Calculi, Biliary are solid concretions that form within the biliary tract, often in the gallbladder or common bile duct.
These gallstones can vary in size, composition, and clinical significance.
Biliary calculi can cause obstruction, inflammation, and other serious complications if left untreated.
Researchers and clinicians can leverage PubCompare.ai's AI-driven comparison platform to efficiently locate relevant protocols from literature, preprints, and patents, and utilize intelligent comparison tools to identify the best protocols and products for managing biliary calculi.
This streamlines the research process and supports informed decision-making.
Biliary stones, also known as cholelithiasis or gallstones, are a common health issue that affects the biliary system.
They can be composed of cholesterol, bilirubin, or a combination of substances.
Factors that contribute to their formation include diet, obesity, hormonal changes, and underlying medical conditions.
The clinical presentation of biliary calculi can range from asymptomatic to severe, including symptoms like abdominal pain, nausea, vomiting, and jaundice.
Diagnosis often involves imaging techniques such as ultrasound, CT scan, or Polarizing light microscopy.
Management of biliary calculi typically involves conservative treatment, dissolution therapy, or surgical intervention, such as cholecystectomy (gallbladder removal).
The choice of treatment depends on the size, location, and composition of the stones, as well as the patient's overall health and medical history.

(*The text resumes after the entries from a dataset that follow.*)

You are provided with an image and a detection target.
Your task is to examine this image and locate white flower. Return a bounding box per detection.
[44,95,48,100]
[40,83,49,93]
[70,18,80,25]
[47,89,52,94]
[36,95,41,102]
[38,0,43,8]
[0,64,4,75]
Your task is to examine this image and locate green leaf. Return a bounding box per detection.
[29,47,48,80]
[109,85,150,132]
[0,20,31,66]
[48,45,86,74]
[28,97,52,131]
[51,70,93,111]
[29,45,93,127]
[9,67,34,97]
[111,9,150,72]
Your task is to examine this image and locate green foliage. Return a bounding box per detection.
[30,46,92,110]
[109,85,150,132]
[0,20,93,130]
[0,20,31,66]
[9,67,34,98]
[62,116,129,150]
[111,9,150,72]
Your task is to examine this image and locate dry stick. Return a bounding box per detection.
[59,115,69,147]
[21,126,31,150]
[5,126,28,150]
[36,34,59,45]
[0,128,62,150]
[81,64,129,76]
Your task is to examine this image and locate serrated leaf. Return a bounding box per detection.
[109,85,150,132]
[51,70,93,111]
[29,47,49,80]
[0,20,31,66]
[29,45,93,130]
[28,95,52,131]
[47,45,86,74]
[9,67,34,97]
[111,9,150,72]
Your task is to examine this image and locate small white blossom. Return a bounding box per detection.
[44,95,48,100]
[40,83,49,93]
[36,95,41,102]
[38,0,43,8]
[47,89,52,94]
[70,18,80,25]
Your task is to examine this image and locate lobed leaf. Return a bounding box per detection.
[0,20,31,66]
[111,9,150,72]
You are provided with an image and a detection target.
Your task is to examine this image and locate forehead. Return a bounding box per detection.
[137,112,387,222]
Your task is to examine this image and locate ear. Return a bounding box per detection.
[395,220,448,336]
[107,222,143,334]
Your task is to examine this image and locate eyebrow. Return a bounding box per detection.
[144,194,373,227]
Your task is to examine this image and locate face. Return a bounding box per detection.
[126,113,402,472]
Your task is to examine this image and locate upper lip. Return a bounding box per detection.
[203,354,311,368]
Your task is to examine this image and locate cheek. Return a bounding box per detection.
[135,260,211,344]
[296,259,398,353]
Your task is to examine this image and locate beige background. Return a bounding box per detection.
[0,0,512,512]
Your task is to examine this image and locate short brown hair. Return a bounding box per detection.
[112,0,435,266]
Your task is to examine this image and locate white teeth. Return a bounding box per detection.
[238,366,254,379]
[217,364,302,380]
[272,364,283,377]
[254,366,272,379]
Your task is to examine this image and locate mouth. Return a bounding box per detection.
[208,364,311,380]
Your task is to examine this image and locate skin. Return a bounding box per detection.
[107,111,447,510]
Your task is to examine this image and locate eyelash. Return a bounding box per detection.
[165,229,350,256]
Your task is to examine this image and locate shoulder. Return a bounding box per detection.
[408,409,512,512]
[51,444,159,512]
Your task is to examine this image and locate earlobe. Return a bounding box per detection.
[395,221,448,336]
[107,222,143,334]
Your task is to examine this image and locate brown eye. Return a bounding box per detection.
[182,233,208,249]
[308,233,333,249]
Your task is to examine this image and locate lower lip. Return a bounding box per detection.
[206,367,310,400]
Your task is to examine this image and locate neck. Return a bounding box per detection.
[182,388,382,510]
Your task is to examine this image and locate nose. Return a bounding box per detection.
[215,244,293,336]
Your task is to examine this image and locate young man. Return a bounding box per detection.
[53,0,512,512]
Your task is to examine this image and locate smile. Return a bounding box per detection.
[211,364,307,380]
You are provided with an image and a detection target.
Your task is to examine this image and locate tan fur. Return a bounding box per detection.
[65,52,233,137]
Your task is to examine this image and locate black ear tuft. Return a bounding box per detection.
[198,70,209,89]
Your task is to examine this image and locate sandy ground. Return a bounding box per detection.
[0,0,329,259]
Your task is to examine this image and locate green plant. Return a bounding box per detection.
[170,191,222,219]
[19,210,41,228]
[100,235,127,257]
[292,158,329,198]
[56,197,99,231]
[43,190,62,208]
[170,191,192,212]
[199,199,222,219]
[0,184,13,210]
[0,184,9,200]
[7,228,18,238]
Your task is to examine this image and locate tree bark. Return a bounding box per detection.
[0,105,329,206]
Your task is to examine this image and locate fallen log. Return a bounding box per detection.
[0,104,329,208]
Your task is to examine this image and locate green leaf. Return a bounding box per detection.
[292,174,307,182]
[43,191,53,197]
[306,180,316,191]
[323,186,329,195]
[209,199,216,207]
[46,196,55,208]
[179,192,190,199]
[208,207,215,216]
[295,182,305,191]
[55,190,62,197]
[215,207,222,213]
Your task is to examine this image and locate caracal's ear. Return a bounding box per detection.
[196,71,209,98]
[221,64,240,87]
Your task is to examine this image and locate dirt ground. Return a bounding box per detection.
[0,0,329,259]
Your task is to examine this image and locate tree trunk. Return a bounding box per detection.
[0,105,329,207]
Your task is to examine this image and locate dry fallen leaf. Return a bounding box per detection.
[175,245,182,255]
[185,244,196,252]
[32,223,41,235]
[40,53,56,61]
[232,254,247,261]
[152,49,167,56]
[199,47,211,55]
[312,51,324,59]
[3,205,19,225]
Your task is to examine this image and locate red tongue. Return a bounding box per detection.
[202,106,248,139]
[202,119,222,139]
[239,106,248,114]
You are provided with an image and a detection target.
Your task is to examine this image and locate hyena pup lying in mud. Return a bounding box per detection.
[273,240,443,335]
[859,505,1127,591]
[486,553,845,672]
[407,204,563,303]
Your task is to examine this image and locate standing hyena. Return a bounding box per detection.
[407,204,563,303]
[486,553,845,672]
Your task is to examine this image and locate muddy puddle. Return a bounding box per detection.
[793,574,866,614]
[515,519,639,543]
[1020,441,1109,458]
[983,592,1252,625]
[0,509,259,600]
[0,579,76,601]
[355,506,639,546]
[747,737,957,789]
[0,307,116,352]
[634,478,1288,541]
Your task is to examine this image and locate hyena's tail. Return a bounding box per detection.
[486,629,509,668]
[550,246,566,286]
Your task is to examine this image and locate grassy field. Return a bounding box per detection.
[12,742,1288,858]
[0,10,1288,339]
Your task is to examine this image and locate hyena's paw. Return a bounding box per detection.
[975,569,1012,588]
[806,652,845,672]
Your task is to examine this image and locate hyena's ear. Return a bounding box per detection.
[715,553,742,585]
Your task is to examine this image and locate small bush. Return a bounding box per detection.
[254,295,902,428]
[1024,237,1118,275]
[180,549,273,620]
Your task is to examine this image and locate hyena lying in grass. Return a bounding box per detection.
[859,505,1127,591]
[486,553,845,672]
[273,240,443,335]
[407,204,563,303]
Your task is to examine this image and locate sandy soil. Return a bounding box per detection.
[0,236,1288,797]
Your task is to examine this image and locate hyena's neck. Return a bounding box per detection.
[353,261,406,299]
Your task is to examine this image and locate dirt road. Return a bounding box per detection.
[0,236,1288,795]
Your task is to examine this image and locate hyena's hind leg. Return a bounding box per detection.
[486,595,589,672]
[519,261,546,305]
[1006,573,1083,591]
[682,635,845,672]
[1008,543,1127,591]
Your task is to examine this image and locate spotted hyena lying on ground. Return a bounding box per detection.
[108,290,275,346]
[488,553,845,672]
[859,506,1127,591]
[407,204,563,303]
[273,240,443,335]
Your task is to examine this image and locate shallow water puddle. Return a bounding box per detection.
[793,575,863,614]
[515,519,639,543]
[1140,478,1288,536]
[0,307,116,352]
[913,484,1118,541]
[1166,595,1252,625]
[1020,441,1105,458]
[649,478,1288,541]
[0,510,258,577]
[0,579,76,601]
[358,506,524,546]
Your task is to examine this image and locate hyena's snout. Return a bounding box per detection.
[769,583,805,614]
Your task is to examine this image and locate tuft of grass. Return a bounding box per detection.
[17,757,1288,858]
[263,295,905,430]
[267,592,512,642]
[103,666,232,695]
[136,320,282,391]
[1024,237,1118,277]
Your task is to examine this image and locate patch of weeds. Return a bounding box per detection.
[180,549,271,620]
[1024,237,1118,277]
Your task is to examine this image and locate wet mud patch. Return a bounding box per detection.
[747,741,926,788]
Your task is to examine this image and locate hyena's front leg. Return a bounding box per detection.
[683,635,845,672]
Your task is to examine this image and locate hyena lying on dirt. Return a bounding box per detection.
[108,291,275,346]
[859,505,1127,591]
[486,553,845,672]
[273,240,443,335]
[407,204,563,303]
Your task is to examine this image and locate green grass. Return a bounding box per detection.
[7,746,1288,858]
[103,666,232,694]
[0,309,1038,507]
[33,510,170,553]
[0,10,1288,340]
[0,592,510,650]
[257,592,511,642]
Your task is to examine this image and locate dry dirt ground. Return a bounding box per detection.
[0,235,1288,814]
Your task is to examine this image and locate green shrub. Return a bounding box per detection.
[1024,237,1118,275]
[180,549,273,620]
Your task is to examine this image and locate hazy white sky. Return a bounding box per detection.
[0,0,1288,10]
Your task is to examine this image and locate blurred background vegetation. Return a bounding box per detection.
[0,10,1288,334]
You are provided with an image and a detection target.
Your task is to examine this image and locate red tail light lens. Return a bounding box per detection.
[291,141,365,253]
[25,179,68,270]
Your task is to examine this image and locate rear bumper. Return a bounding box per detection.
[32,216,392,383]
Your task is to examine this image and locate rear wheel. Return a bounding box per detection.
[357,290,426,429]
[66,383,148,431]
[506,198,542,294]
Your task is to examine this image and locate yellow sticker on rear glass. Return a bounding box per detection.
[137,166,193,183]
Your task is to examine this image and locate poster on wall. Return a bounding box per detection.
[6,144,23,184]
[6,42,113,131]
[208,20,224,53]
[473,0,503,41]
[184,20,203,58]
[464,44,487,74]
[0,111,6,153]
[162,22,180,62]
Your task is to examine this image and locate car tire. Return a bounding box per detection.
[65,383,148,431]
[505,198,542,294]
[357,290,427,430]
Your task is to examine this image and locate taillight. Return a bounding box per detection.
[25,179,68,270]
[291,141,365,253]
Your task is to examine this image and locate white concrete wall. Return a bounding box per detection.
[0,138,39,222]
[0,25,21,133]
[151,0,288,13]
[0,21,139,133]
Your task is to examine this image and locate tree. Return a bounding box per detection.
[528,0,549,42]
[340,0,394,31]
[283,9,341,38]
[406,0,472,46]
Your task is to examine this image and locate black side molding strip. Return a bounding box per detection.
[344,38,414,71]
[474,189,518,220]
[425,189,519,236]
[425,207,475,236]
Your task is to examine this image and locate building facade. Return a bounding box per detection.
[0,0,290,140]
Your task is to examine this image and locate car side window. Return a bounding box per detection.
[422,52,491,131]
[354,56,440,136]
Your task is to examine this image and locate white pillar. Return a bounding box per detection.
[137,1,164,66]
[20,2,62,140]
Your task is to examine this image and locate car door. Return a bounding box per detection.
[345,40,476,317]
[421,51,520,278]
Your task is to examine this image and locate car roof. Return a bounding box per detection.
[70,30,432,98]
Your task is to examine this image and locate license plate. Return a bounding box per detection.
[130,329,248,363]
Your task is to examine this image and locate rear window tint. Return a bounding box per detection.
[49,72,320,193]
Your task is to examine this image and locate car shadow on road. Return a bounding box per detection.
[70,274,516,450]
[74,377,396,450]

Researchers studying biliary calculi may utilize a variety of tools and techniques, including the QIAamp DNA Mini Kit for genetic analysis, 1100 HPLC for stone composition analysis, and SAS or Stata/SE 15.1 statistical software for data analysis.
Animal models like AKR/J mice may also be employed to investigate the underlying mechanisms of stone formation and potential interventions.
By leveraging the AI-driven comparison platform of PubCompare.ai, researchers and clinicians can efficiently navigate the wealth of information available on biliary calculi, from literature and preprints to patents.
This allows for the identification of the most relevant protocols and products, streamlining the research process and supporting informed decision-making in the management of this common and potentially serious condition.